WeaviateQueryError max_tokens is too large with generative search and gpt-4-1106-preview

steveHimself · June 21, 2024, 11:47am

Hi!

I have a problem, which I can’t seem to figure out.
I created a schema with the following config:

{
    "class": "article",
    "descripition": "Article collection",
    "properties": [
        {
            "indexFilterable": false,
            "indexSearchable": false,
            "name": "dirId",
            "dataType": [
                "string"
            ],
            "moduleConfig": {
                "text2vec-openai": {
                    "skip": true
                },
                "qna-openai": {
                    "skip": true
                },
                "generative-openai": {
                    "skip": true
                }
            }
        },
        {
            "name": "title",
            "dataType": [
                "text"
            ],
            "description": "Article Title",
            "moduleConfig": {
                "text2vec-openai": {
                    "model": "text-embedding-3-large",
                    "dimensions": 1024
                },
                "qna-openai": {
                    "model": "gpt-3.5-turbo-instruct"
                }
            }
        },
        {
            "name": "content",
            "dataType": [
                "text"
            ],
            "description": "Article Content",
            "indexFilterable": true,
            "indexSearchable": true,
            "moduleConfig": {
                "text2vec-openai": {
                    "model": "text-embedding-3-large",
                    "dimensions": 1024
                },
                "qna-openai": {
                    "model": "gpt-3.5-turbo-instruct"
                }
            }
        },
        {
            "name": "url",
            "dataType": [
                "string"
            ],
            "description": "Article URL",
            "indexFilterable": true,
            "indexSearchable": false,
            "moduleConfig": {
                "text2vec-openai": {
                    "skip": true
                },
                "qna-openai": {
                    "skip": true
                },
                "generative-openai": {
                    "skip": true
                }
            }
        },
        {
            "name": "language",
            "dataType": [
                "string"
            ],
            "description": "Article Language"
        }
    ],
    "moduleConfig": {
        "generative-openai": {
            "model": "gpt-4-1106-preview",
            "maxTokensProperty": 4096
        },
        "text2vec-openai": {
            "model": "text-embedding-3-large",
            "dimensions": 1024
        },
        "qna-openai": {
            "model": "gpt-3.5-turbo-instruct"
        }
    }
}

During Import of articles I made sure I chunk the articles to stay within the token limit for the vectorization of 8000 token as estimated by the tiktoken npm package with the WASM bindings.

I imported 100 articles as a test which came out to 101 chunks in total.

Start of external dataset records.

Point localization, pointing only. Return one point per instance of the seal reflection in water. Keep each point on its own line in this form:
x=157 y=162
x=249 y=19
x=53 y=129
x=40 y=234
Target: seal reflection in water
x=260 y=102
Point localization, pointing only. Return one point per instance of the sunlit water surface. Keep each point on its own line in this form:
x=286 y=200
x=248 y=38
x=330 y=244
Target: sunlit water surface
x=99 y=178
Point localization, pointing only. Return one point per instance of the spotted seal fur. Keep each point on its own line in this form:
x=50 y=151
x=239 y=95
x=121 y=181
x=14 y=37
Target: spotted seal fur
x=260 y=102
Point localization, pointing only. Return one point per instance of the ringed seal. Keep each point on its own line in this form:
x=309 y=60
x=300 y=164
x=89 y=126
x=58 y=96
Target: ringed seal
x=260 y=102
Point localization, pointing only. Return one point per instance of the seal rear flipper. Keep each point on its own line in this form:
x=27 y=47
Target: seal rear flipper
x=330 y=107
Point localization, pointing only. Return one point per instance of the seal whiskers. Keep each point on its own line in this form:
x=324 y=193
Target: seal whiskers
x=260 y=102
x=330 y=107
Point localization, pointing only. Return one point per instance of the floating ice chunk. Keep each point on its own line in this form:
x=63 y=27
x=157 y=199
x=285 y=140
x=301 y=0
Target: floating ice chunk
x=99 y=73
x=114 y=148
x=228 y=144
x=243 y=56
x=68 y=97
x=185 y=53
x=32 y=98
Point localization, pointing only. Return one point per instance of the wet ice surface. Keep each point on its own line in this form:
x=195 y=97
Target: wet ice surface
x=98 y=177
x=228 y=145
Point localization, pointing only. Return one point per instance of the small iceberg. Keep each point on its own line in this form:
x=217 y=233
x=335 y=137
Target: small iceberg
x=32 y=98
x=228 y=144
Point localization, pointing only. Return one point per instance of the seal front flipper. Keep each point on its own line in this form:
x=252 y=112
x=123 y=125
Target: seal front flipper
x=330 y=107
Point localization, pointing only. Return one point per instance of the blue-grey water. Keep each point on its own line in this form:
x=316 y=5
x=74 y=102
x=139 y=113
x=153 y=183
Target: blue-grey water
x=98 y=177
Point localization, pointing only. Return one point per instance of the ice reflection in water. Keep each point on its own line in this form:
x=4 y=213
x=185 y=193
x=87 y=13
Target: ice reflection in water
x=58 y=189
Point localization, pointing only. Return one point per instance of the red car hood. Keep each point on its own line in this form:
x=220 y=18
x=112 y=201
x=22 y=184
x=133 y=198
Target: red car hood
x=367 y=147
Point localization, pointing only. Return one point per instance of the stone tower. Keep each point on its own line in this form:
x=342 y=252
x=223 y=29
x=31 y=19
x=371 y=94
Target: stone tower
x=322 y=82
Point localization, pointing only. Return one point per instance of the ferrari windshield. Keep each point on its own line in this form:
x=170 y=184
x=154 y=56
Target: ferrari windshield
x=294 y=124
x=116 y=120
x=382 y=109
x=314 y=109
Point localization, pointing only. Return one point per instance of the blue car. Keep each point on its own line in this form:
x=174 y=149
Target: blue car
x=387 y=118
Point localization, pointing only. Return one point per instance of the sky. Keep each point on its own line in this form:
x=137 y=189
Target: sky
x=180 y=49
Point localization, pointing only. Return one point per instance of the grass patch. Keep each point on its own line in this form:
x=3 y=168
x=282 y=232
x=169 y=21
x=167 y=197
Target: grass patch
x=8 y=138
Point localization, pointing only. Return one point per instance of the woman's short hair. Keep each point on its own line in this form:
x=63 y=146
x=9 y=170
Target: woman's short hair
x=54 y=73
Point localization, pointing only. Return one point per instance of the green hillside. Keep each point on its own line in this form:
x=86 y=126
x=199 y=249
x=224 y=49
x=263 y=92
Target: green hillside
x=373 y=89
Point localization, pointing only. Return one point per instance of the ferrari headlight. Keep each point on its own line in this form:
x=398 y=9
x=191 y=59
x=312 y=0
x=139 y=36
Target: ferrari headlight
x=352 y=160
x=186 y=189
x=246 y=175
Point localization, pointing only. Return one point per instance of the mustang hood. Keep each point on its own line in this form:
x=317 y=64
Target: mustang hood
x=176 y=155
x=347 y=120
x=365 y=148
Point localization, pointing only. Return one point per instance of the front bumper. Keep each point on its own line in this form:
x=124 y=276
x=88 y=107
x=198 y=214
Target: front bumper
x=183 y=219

Meaning only 1 article exceeded the 8k chunk border.

Now If I try to run a simple groupedTask test to generate some responses across multiple articles I run into a token limit. This is the error I receive:

WeaviateQueryError: Query call with protocol gRPC failed with message: /weaviate.v1.Weaviate/Search UNKNOWN: connection to: OpenAI API failed with status: 400 error: max_tokens is too large: 10189. This model supports at most 4096 completion tokens, whereas you provided 10189.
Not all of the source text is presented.